Затем Москва показалась при дневном освещении, сперва в слезливом осеннем тумане, в последующие дни в жгучем морозе. Белые дни и драповое пальто. Драп, драп. О, чертова дерюга! Я не могу описать, насколько я мерз. Мерз и бегал. Бегал и мерз.
Теперь, когда все откормились жирами и фосфором, поэты начинают писать о том, что это были героические времена. Категорически заявляю, что я не герой. У меня нет этого в натуре. Я человек обыкновенный — рожденный ползать, — и, ползая по Москве, я чуть не умер с голоду. Никто кормить меня не желал. Все буржуи заперлись на дверные цепочки и через щель высовывали липовые мандаты и удостоверения. Закутавшись в мандаты, как в простыни, они великолепно пережили голод, холод, нашествие «чижиков», трудгужналог и тому подобные напасти. Сердца их стали черствы, как булки, продававшиеся тогда под часами на углу Садовой и Тверской.
К героям нечего было и идти. Герои были сами голы как соколы и питались какими-то инструкциями и желтой крупой, в которой попадались небольшие красивые камушки вроде аметистов.
Я оказался как раз посредине обеих групп, и совершенно ясно и просто предо мною лег лотерейный билет с надписью — смерть. Увидев его, я словно проснулся. Я развил энергию, неслыханную, чудовищную. Я не погиб, несмотря на то что удары сыпались на меня градом, и при этом с двух сторон. Буржуи гнали меня, при первом же взгляде на мой костюм, в стан пролетариев. Пролетарии выселяли меня с квартиры на том основании, что если я и не чистой воды буржуй, то, во всяком случае, его суррогат. И не выселили. И не выселят. Смею вас заверить. Я перенял защитные приемы в обоих лагерях. Я оброс мандатами, как собака шерстью, и научился питаться мелкокоротной разноцветной кашей. Тело мое стало худым и жилистым, сердце — железным, глаза — зоркими. Я — закален.
Закаленный, с удостоверениями в кармане, в драповой дерюге, я шел по Москве и видел панораму. Окна были в пыли. Они были заколочены. Но кое-где уже торговали пирожками. На углах обязательно помещалась вывеска «Распределитель М…». Убейте меня, и до сих пор не знаю, что в них распределяли.
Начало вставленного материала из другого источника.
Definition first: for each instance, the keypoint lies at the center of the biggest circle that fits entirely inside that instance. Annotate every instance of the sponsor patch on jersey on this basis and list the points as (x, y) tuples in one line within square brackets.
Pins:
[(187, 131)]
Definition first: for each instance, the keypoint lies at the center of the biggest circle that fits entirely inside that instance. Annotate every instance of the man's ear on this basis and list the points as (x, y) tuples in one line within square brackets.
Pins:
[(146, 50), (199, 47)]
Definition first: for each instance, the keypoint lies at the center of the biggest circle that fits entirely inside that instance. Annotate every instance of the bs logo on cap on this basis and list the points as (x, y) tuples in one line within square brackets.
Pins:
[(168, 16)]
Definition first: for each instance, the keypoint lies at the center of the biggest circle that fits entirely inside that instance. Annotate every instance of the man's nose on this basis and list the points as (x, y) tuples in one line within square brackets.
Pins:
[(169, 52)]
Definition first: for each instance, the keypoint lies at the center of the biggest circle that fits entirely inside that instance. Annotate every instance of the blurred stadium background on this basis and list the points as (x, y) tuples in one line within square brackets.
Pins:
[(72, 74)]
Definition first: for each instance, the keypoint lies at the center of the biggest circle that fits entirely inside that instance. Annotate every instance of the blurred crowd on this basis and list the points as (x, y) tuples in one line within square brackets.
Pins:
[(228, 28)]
Внутри не было ничего, кроме паутины и сморщенной бабы в шерстяном платке с дырой на темени. Баба, как сейчас помню, взмахивала руками и сипло бормотала:
— Заперто, заперто, и никого, товарищ, нетути!
И после этого провалилась в какой-то люк.
Возможно, что это были героические времена, но это были голые времена.